Now let's consider $\left\{\begin{matrix} x = \phi_2(x, y) = \frac{1}{3} \ln (y + 2)\\ y = \psi_2 (x, y) = \frac{1}{3} \ln (x + 2) \end{matrix}\right.$. We have that $\phi_{2, x} = 0$ and $\psi_{2, x} = \frac{1}{3(x + 2)}$. Thus $\mid \phi_{2, x} \mid + \mid \psi_{2, x} \mid = \frac{1}{3(x + 2)} < 1$ for $x > 0$. Furthermore, we have that $\phi_{2, y} = \frac{1}{3(y + 2)}$ and $\psi_{2, y} = 0$ and so $\mid \phi_{2, y} \mid + \mid \psi_{2, y} \mid = \frac{1}{3(y+2)} < 1$ for $y > 0$. Therefore this choice of rewriting the prescribed system of equations is suitable for the positive solution $(\alpha, \beta)$.

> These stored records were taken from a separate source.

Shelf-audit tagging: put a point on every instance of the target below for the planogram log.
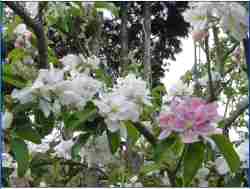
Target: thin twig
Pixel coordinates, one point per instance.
(37, 26)
(210, 82)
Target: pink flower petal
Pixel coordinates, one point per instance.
(164, 134)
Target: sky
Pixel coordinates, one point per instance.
(184, 62)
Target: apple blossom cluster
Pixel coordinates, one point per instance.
(123, 102)
(190, 117)
(231, 16)
(56, 87)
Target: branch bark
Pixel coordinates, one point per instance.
(240, 108)
(147, 34)
(210, 82)
(124, 34)
(37, 27)
(146, 133)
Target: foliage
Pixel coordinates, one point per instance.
(88, 121)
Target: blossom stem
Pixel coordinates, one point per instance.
(146, 133)
(211, 91)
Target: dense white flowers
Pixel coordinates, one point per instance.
(54, 136)
(54, 89)
(96, 151)
(232, 18)
(123, 102)
(63, 149)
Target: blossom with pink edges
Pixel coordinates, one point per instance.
(190, 117)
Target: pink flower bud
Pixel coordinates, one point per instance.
(28, 35)
(19, 43)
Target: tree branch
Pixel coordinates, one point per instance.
(147, 42)
(146, 133)
(219, 61)
(240, 108)
(210, 82)
(37, 26)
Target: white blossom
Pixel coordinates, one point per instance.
(115, 108)
(45, 144)
(96, 151)
(32, 8)
(70, 61)
(78, 91)
(232, 17)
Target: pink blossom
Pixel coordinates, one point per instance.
(19, 43)
(199, 35)
(190, 117)
(28, 35)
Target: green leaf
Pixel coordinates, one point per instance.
(26, 132)
(193, 159)
(114, 141)
(133, 133)
(163, 148)
(13, 80)
(21, 154)
(101, 6)
(17, 54)
(149, 168)
(227, 149)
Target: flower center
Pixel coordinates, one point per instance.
(189, 124)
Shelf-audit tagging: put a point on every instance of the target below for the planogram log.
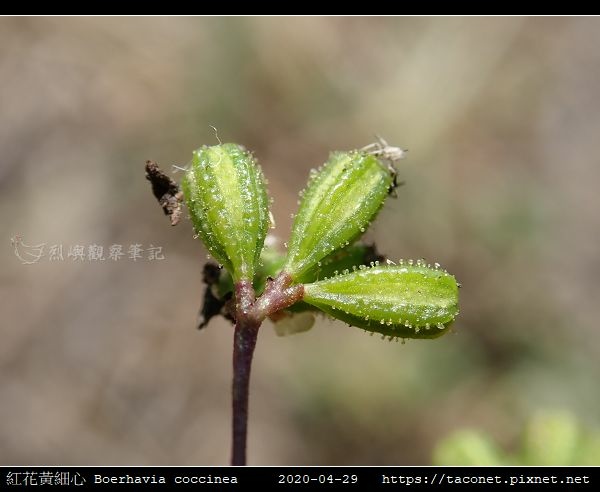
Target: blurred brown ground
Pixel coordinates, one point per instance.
(100, 362)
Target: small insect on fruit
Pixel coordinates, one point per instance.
(389, 153)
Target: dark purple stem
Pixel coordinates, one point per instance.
(249, 316)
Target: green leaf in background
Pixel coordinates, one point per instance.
(406, 300)
(225, 193)
(339, 203)
(550, 438)
(468, 447)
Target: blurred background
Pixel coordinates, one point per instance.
(100, 361)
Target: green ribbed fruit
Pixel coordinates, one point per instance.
(339, 203)
(409, 300)
(226, 196)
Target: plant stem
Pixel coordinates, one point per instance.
(243, 349)
(249, 316)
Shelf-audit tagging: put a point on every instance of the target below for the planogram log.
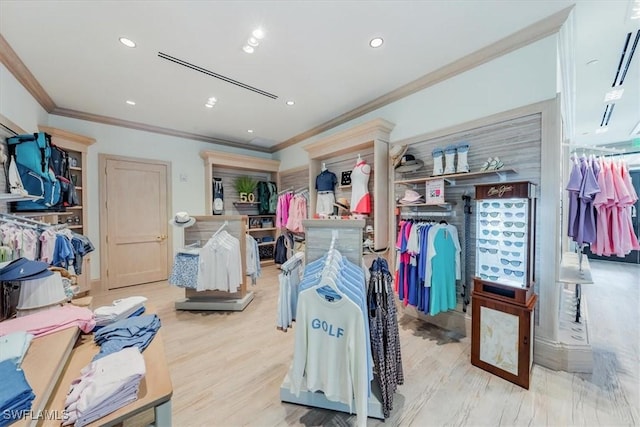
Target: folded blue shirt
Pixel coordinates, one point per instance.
(133, 331)
(16, 395)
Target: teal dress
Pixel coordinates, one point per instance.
(443, 276)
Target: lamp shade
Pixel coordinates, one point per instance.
(40, 294)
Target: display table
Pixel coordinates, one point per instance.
(43, 365)
(50, 379)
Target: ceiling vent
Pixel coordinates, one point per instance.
(627, 53)
(608, 110)
(216, 75)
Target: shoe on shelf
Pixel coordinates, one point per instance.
(485, 165)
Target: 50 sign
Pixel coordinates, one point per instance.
(247, 197)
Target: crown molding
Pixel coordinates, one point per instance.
(14, 64)
(150, 128)
(239, 161)
(531, 34)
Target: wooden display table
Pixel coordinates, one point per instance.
(50, 379)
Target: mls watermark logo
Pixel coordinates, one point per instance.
(30, 415)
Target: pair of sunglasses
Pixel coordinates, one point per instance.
(513, 233)
(511, 214)
(485, 250)
(515, 263)
(508, 271)
(491, 214)
(489, 241)
(511, 204)
(506, 253)
(518, 224)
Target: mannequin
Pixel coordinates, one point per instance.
(326, 182)
(360, 197)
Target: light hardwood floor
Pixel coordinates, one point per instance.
(227, 368)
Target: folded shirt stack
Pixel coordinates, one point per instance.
(131, 332)
(50, 321)
(120, 309)
(14, 346)
(16, 395)
(104, 386)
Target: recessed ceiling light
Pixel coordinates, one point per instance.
(128, 43)
(613, 95)
(376, 42)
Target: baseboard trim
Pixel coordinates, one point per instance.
(96, 287)
(575, 358)
(455, 321)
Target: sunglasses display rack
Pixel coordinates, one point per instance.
(503, 298)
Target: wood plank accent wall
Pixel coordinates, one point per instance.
(228, 176)
(347, 162)
(294, 178)
(517, 142)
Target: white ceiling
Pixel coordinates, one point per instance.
(314, 52)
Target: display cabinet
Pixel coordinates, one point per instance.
(504, 233)
(503, 298)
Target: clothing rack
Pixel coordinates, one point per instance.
(418, 214)
(320, 235)
(197, 235)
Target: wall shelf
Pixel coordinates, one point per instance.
(446, 205)
(9, 197)
(451, 178)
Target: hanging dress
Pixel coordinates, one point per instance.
(360, 197)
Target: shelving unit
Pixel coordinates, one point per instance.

So for the root $(\tilde{\alpha}, \tilde{\beta})$ we will use the choice of $x = \phi_1(x, y)$ and $y = \psi_1(x, y)$. Using the initial approximation $(x_0, y_0) = (-1.5, -1.5)$ we have that:

(1)
\begin{align} \quad x_1 = \phi_1(x_0, y_0) = \phi_1(-1.5, -1.5) = e^{3(-1.5)} - 2 = -1.988891 \\ \quad y_1 = \psi_1(x_0, y_0) = \psi_1(-1.5, -1.5) = e^{3(-1.5)} - 2 = -1.988891 \end{align}
(2)
\begin{align} \quad x_2 = \phi_1(x_1, y_1) = \phi_1(-1.988891,-1.988891) = e^{3(-1.988891)} - 2 = -1.997437\\ \quad y_2 = \phi_1(x_1, y_1) = \psi_1(-1.988891,-1.988891) = e^{3(-1.988891)} - 2 = -1.997437 \end{align}
(3)
\begin{align} \quad x_3 = \phi_1(x_2, y_2) = \phi_1(-1.997437,-1.997437) = e^{3(-1.997437)} - 2 = -1.997502\\ \quad y_3 = \phi_1(x_2, y_2) = \psi_1(-1.997437,-1.997437) = e^{3(-1.997437)} - 2 = -1.997502 \end{align}

We have that:

(4)
\begin{align} \quad \| (x_3, y_3) - (x_2, y_2) \|_1 = \mid x_3 - x_3 \mid + \mid y_3 - y_2 \mid = 2 \mid -1.997502 - (-1.997437) \mid = 0.00013 < 0.001 = 10^{-3} = \epsilon \end{align}

Therefore $(x_3, y_3) = (-1.997502, -1.997502)$ is an approximation to the root $(\alpha, \beta)$ with accuracy $\epsilon = 10^{-3}$.